XVI: Trust & safety by design

The security landscape for AI is different. Prompt injection is the new SQL injection, and a misconfigured AI tool can expose sensitive data. You must architect for trust and safety from the start. This means sanitizing user inputs, implementing guardrails on AI outputs, and applying the principle of least privilege to any tool or API the AI can access.

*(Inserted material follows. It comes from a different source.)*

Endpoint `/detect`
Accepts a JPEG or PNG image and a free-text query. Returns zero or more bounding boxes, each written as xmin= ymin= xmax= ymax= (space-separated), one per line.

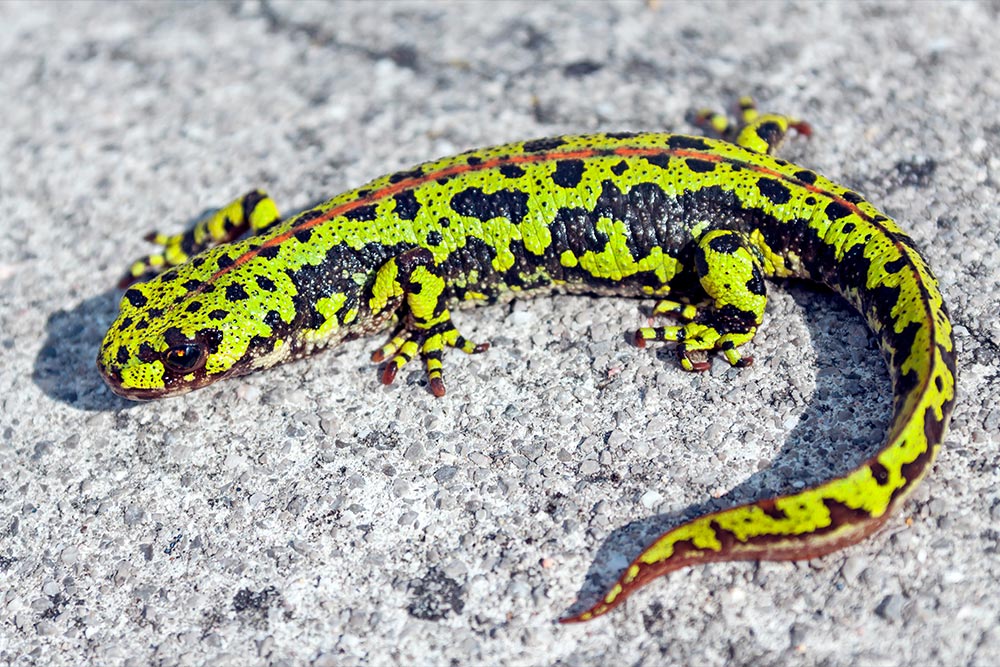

  • In practice: A robust trust and safety model requires defense in depth. Think of it in three distinct layers: securing the model, controlling the application based on user identity, and locking down the infrastructure.
    • Layer 1: Model-level safety
      • Start by using Gemini's built-in safety filters then add Model Armor as a comprehensive, platform-level security wrapper. Model Armor inspects all incoming prompts and outgoing responses to help detect and block threats like prompt injection and data exfiltration, while also filtering for harmful content. It integrates with Cloud Logging and Security Command Center to provide crucial audit logs for security events.
    • Layer 2: Application-level access control
      • Adapt the agent's capabilities based on the user persona. For example, limit anonymous users to public-data tools, allow authenticated customers to access their own data with tools like getOrderStatus(customer_id), and grant trusted internal employees access to more powerful, aggregated data tools.
    • Layer 3: Infrastructure-level permissions
      • Enforce the principle of least privilege at the infrastructure level. The agent's service account should have granular, custom IAM roles, not broad permissions like Project Editor. This provides the ultimate backstop: even if a prompt is compromised, an attempt to delete data will fail if the service account's role lacks delete permissions.

Evolve the playbook

Adopting AI is more than an API call; it’s an evolution in our development discipline. The original 12 factors gave us a roadmap for the cloud. These four new principles provide the necessary extensions for building the next generation of intelligent applications.

Now it's your turn. Apply these factors to your next project on Google Cloud. What would you add as the 17th factor?